26. For example, UK Department for International Development requires larger capacity to ensure that aid funding is spent in the best way on projects at all scales. UK commitment to international climate finance should not substitute for international development aid commitments (it should be in addition to the 0.7% aid commitment—this was the intention at the Copenhagen Summit but has since been ignored).

27. Climate targets do not deliver emission reductions and a whole scale review of economic policy with a potential focus on new industrial policy is needed to ensure these targets are met.

What part greater informed public debate and wider engagement with the Rio issues needs to play

28. The Future We Want is not a public friendly document. A clear narrative for the future we want is critical to engage the public so potentially difficult, or at the very least big changes, can be supported and understood. The UK Government should prioritise creating a shared vision with detailed economic risk management policies put in place as a matter of urgency.

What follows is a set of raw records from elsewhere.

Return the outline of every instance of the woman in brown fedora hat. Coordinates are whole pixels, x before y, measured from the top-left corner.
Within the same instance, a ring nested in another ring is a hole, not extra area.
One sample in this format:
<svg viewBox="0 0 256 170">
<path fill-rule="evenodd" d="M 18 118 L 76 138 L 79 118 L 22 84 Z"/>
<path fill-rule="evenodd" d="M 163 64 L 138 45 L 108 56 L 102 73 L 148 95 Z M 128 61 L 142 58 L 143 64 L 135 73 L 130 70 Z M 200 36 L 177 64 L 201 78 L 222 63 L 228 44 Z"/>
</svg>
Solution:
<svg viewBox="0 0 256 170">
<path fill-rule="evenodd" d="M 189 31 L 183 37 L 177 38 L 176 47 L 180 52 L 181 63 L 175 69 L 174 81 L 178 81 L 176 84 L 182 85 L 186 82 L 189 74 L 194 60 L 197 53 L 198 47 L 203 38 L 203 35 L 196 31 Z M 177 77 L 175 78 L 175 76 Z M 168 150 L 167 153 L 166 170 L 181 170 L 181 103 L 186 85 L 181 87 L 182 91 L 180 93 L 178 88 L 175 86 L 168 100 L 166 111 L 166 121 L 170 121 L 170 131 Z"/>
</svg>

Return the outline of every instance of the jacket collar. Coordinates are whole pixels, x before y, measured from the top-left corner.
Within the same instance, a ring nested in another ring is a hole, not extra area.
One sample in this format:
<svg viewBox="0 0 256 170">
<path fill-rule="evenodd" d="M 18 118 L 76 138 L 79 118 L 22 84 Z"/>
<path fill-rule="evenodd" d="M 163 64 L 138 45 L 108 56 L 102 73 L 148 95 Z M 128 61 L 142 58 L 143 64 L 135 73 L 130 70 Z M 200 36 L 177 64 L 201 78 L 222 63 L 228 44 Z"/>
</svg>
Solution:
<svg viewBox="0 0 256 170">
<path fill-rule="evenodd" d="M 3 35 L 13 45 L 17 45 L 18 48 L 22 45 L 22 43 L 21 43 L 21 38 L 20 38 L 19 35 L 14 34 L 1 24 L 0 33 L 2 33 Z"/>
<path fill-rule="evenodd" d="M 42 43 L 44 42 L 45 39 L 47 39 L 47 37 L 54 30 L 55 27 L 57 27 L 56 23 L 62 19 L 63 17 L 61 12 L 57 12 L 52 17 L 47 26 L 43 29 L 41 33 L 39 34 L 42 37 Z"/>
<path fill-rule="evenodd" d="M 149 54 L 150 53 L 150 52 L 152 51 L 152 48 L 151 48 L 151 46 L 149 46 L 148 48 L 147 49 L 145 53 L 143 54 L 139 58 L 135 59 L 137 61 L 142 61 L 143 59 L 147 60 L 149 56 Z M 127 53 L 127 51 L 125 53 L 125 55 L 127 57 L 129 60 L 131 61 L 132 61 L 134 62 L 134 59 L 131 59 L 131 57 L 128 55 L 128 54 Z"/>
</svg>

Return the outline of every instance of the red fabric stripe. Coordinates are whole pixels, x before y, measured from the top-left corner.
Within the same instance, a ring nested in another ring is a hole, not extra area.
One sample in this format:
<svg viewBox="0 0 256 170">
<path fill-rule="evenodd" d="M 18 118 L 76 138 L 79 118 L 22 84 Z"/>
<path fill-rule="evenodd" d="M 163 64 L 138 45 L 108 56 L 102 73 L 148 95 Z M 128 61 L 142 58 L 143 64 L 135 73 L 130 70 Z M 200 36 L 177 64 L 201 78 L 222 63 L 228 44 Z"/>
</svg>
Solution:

29. The UK Government could call for an independent commission to be set up that removes itself from short term politics to recommend a set of coherent global policies to enable a green economy. Governments (in particular economic departments) should commit to engaging in this process in a serious manner by making it a legally binding process.

30. Alternatively political leaders should engage directly in this process (possibly as part of the G20 Summits) and not leave it to civil servants who do not have the necessary mandate to compromise and be bold in their political decisions.

31. The public wants wellbeing and stable access to the resources they need. The future we want should deliver this and explain this is what it will deliver.